The person referred to as the child’s Bulgarian mother on the Spanish birth certificate, therefore, took the case to the administrative court in Sofia, which in turn asked the European Court of Justice whether the authorities’ refusal to issue a Bulgarian birth certificate based on the Spanish certificate’s obviously false information infringed the right of every citizen of an EU member state to be a citizen of the Union and every EU citizen’s right to their freedom of movement within the Union, and also whether it infringed their rights under the Charter of Fundamental Rights of the European Union.
In its judgment delivered by its Grand Chamber, the European Court of Justice considers that any EU member state of which a child is a national is obliged to acknowledge “as is” the birth certificate from another member state or any other document that allows the child to move and reside freely in any part of the EU with any of the two persons mentioned as being the child’s parents on his or her birth certificate.
As one can read in the Court’s press release explaining its decision: “Admittedly, a person’s status is a matter which falls within the competence of the Member States, which are free to decide whether or not to allow marriage and parenthood for persons of the same sex under their national law. In exercising that competence, each Member State must comply with EU law, in particular the Treaty provisions on Union citizens’ freedom of movement and of residence, by recognising, for that purpose, the civil status of persons that has been established in another Member State in accordance with the law of that other Member State.”

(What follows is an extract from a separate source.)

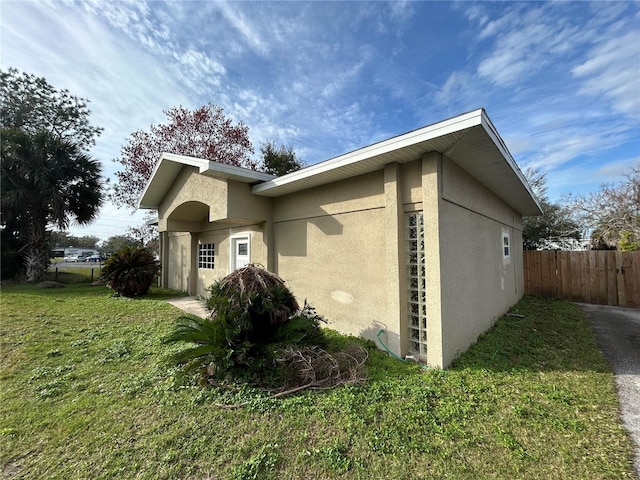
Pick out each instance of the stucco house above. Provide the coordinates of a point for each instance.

And that means that the European Parliament’s and the European Commission’s common goal has now been achieved through the backdoor with the European Court of Justice’s judicial activism, without any Member States’ democratically-elected representatives having a say or a remedy other than simply not applying the court’s ruling.
In the above-mentioned earlier case involving a Romanian man and his American “husband” (the Coman & Hamilton case), in 2018, the judges in Luxembourg also acknowledged that “a person’s status, which is relevant to the rules on marriage, is a matter that falls within the competence of the Member States and EU law does not detract from that competence”, but they nonetheless set an “obligation to recognise such marriages, concluded in another Member State in accordance with the law of that state, for the sole purpose of enabling such persons to exercise the rights they enjoy under EU law.”
In this case, the question the European Court of Justice had to answer concerned the effect of a “marriage” between two men contracted in Belgium in 2010 on their right to free movement across the EU. This right applies to citizens of EU countries as well as to their spouses when the latter are not EU citizens. But when Romanian Adrian Coman had sought to obtain a residence permit for his American partner on the grounds that he was his “spouse” under Belgian law, he was opposed to a refusal by the Romanian authorities as in Romania one can only be married to a person of the opposite sex.
However, according to the European Court of Justice, in EU law the term “spouse” “is gender-neutral and may therefore cover the same-sex spouse of the Union citizen concerned,” and being someone’s “spouse” in one member states makes you a family member of that person in all member states, whether a given Member State has chosen to extend the notion of marriage to same-sex unions or not. In any case, according to the EU court, “a Member State cannot rely on its national law as justification for refusing to recognise in its territory (…) a marriage concluded by that national with a Union citizen of the same sex in another Member State in accordance with the law of that state.”